Identifiers
- Organism: Caenorhabditis elegans
- Symbol: lin-14
- Entrez: 181337
- Orthologs: NCBI: entry; OMA: entry
- RefSeq (mRNA): NM_077515.5
- RefSeq (Prot): NP_509916.2
- UniProt: Q21446

Other data
- Chromosome: X: 11.46 - 11.49 Mb

Search for
- Structures: Swiss-model
- Domains: InterPro

= Lin-14 =

Nuclear protein

LIN-14 is a nuclear protein that plays a crucial role in regulating developmental timing in the nematode worm Caenorhabditis elegans. It functions as a heterochronic gene, controlling the timing of developmental events during larval development. LIN-14 protein levels are high at the beginning of the first larval stage (L1) and then rapidly decline, which is essential for the transition from early to late cell fates. LIN-14 is a BEN domain transcription factor, capable of binding DNA and directly regulating gene expression. The protein's activity is tightly regulated by lin-4, a microRNA which inhibits LIN-14 protein synthesis through complementary base pairing with sequences in the lin-14 mRNA 3' untranslated region.

== Regulation ==

The expression of the Lin-14 gene in Caenorhabditis elegans is tightly regulated by the Lin-4 gene through a microRNA-mediated mechanism.
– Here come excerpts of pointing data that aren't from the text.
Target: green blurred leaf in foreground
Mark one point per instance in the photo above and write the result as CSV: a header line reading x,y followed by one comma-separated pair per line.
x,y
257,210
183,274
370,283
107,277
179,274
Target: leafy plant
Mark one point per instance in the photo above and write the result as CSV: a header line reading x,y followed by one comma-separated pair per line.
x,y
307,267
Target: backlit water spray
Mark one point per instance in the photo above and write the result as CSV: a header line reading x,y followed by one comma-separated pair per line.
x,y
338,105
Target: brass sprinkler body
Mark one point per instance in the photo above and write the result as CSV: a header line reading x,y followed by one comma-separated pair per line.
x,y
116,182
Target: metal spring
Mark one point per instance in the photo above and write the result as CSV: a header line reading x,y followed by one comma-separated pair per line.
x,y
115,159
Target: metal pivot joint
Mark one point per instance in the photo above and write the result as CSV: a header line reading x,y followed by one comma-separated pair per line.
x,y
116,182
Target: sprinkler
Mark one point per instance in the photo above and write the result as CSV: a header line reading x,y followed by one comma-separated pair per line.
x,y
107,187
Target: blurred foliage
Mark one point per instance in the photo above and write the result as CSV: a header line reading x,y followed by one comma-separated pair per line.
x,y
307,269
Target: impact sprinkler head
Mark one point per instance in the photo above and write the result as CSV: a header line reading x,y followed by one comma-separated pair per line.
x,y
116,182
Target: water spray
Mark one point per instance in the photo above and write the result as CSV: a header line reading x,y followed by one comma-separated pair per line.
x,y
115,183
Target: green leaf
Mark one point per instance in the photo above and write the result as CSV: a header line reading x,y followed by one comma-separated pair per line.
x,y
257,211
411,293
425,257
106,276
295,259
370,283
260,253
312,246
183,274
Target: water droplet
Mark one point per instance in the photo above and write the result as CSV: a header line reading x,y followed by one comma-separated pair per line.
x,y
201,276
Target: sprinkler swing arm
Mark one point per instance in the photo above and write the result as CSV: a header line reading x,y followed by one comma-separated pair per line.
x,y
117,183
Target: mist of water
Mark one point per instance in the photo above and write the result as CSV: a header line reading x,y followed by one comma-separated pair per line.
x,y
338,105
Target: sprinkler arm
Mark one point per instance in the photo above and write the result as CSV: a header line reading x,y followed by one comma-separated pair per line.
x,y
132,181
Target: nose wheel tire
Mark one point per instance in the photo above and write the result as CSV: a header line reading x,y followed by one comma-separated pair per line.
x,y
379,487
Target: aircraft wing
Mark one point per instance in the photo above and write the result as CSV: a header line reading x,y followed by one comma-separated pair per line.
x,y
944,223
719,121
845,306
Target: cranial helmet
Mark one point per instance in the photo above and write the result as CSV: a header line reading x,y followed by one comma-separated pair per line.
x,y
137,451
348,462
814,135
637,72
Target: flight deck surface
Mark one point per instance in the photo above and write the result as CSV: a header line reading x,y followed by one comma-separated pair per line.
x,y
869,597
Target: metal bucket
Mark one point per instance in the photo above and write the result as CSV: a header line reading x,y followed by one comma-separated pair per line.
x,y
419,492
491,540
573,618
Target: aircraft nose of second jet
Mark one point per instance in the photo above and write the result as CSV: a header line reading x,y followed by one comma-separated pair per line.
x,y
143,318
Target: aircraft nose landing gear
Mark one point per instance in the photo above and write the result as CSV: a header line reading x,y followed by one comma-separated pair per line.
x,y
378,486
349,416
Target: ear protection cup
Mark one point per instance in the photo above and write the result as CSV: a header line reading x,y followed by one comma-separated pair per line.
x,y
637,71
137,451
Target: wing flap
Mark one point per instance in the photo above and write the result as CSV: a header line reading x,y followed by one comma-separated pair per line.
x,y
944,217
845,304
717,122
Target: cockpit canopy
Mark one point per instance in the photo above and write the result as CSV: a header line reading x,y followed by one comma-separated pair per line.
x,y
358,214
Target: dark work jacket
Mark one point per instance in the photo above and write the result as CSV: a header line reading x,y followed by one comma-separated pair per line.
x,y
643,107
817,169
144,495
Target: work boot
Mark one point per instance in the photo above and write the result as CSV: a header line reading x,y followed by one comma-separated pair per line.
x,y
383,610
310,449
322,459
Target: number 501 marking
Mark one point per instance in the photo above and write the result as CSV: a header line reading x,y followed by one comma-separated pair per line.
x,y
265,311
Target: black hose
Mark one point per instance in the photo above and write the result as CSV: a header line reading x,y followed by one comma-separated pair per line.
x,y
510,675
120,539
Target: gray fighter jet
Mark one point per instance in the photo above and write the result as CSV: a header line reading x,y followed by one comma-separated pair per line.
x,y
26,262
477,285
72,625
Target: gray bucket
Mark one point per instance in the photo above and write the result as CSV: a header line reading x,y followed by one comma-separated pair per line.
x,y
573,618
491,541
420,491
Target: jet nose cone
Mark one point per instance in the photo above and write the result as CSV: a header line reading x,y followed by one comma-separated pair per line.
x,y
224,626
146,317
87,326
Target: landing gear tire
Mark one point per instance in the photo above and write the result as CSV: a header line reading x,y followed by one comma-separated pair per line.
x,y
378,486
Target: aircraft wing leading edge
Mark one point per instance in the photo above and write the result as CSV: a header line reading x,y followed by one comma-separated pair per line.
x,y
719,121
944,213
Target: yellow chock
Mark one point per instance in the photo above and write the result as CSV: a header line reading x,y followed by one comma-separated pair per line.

Lin-4 produces small RNAs that act as negative regulators of Lin-14 protein synthesis. These Lin-4 microRNAs bind to complementary sequences in the 3' untranslated region (UTR) of the Lin-14 mRNA, forming multiple RNA duplexes. This interaction leads to a post-transcriptional regulation of Lin-14 translation, resulting in a decrease over time of LIN-14 protein levels starting in the first larval stage (L1).

==Nobel Prize==
This work on microRNA-mediated gene regulation, including the discovery of the Lin-4/Lin-14 regulatory mechanism, was recognized with the 2024 Nobel Prize in Physiology or Medicine, awarded to Victor Ambros and Gary Ruvkun "...for the discovery of microRNA and its role in post-transcriptional gene regulation." Their work on the lin-4 microRNA and its regulation of the Lin-14 protein dates back to the late 1980s and early 1990s.